The meeting discussed four major areas of work related to the development of an Anglican Covenant: its content, the process by which it would be received into the life of the Communion, the foundations on which a covenant might be built, and its own methods of working.
The JSC paper, Towards an Anglican Covenant, was one of the initial papers tabled at the meeting, together with a wide range of responses to it from both individuals and from churches and other alliances within the Communion. In addition, a number of correspondents had been invited to submit reflections to the group. The group noted that there was a wide range of support for the concept of covenant in the life of the Communion, and although in the papers submitted there was a great deal of concern about the nature of any covenant that might be put forward for adoption, very few of the respondents objected to the concept of covenant per se, but rather saw the covenant as a moment of opportunity within the life of the Communion.
In their discussion, all the members of the group spoke of the value and importance of the continued life of the Anglican Communion as an instrument through which the Gospel could be proclaimed and God’s mission carried forward. There was a real desire to see the interdependent life of the Communion strengthened by a covenant which would articulate our common foundations, and set out principles by which our life of Communion in Christ could be strengthened and nurtured.
It was also recognised, however, that the proposal for a covenant was born out of a specific context in which the Communion’s life was under severe strain. While the group felt that it was important that the strength of a covenant would be greater if it addressed broad principles, and did not focus on particular issues, the need for its introduction into the life of the Communion in order to restore trust was urgent.
There were therefore two particular factors which would need to be borne in mind:
The text of the Covenant would need to hold together and strengthen the life of the Communion. To do so, it need not introduce some new development into the life of the Communion but rather be the clarification of a process of discernment which was embodied in the Windsor Report and in the recent reality of the life of the Instruments of Communion, and which was founded in and built upon the elements traditionally articulated in association with Anglicanism and the life of the Anglican Churches.
While a definitive text which held all such elements in balance might take time to develop in the life of the Communion, there was also an urgent need to re-establish trust between the churches of the Communion. The faithfulness of patterns of obedience to Christ were no longer recognised across the Communion, despite Paul’s call to another way of life (Romans 14.15), and its life would suffer irreparably if some measure of mutual and common commitment to the Gospel was not reasserted in a short time frame. We were mindful also of the words of the Primates at Oporto, “We are conscious that we all stand together at the foot of the Cross of Jesus Christ, so we know that to turn away from each other would be to turn away from the Cross”.

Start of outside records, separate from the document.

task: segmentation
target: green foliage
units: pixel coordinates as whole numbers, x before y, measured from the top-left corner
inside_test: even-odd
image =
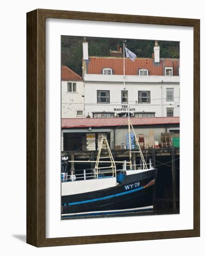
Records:
[[[152,58],[154,40],[126,39],[127,47],[139,58]],[[86,37],[89,56],[110,56],[110,50],[116,50],[117,45],[123,47],[124,40],[120,38]],[[82,36],[61,36],[61,64],[66,66],[82,76],[83,57]],[[160,58],[179,58],[179,42],[158,41]]]

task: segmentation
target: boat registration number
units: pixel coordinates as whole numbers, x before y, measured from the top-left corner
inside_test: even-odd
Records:
[[[124,186],[124,188],[126,190],[128,190],[129,189],[132,189],[138,188],[140,186],[140,183],[138,182],[135,183],[132,183],[131,184],[128,184],[128,185],[125,185],[125,186]]]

Bearing this in mind, the CDG recommends a dual track approach. The definitive text of any proposed Covenant which could command the long term confidence of the Communion would need extensive consultation and refining. Although several possible texts have already been developed, a text for adoption would need to be debated and accepted in the Provinces through their own appropriate processes before formal synodical processes of adoption, if the Covenant was to be received and have any strength or reality.
At the same time, there needed to be a commitment now to the fundamental shape of the covenant in order to address the concerns of those who feared that the very credibility of the commitment of the Anglican Churches to one another and to the Gospel itself was in doubt.

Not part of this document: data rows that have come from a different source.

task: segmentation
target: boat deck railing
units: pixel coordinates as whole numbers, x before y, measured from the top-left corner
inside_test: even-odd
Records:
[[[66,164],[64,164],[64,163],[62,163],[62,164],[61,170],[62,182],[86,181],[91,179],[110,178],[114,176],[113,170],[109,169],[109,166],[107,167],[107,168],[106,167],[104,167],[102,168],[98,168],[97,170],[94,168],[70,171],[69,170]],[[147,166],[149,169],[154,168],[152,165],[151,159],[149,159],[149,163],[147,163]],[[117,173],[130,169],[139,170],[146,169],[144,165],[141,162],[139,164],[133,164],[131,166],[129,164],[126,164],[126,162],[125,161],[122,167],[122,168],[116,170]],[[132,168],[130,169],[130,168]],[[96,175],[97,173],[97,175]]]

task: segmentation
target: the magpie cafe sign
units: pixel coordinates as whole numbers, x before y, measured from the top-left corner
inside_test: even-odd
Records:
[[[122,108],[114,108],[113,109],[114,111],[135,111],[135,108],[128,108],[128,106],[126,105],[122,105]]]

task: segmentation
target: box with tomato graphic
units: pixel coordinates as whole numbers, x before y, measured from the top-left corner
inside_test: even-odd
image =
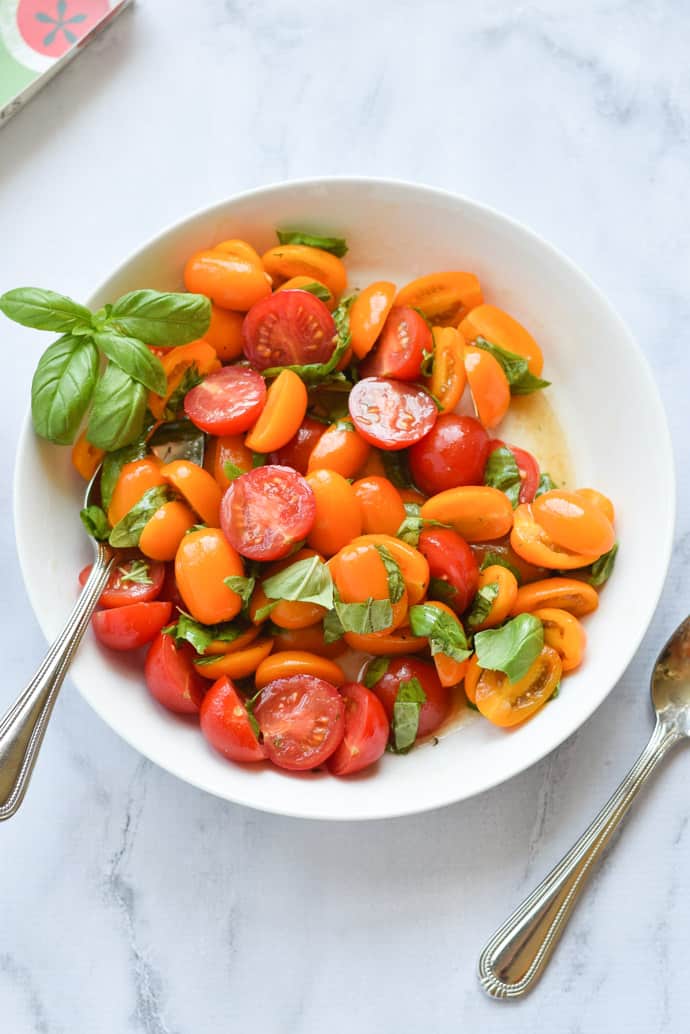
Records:
[[[0,0],[0,125],[132,0]]]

The CDG therefore proposes that the Primates give consideration to a preliminary draft text for a covenant which has been developed from existing models, that they commend this text to the Provinces for study and response, and that they express an appropriate measure of consent to this text and express the intention to pursue its fine-tuning and adoption through the consultative and constitutional processes of the Provinces.
The Primates are not being asked to commit their churches at this stage, since they are all bound by their own Provincial constitutions to observe due process. What they are being asked to do is to recognise in the general substance of the preliminary draft set forth by the CDG a concise expression of what may be considered as authentic Anglicanism. Primates are also asked to request a response from their Provinces on the draft text to the Covenant Design Group in time for there to be the preparation of a revised draft which could receive initial consideration at the Lambeth Conference.
The text offered is meant to be robust enough to express clear commitment in those areas of Anglican faith about which there has been the most underlying concern in recent events, while at the same time being faithful and consistent with the declarations, formularies and commitments of Anglicanism as they have been received by our Churches. In this way, nothing which is commended in the draft text of the Covenant can be said to be “new”; it is rather an assertion of that understanding of true Christian faith as it has been received in the Anglican Churches.
What is to be offered in the Covenant is not the invention of a new way of being Anglican, but a fresh restatement and assertion of the faith which we as Anglicans have received, and a commitment to inter-dependent life such as always in theory at least been given recognition.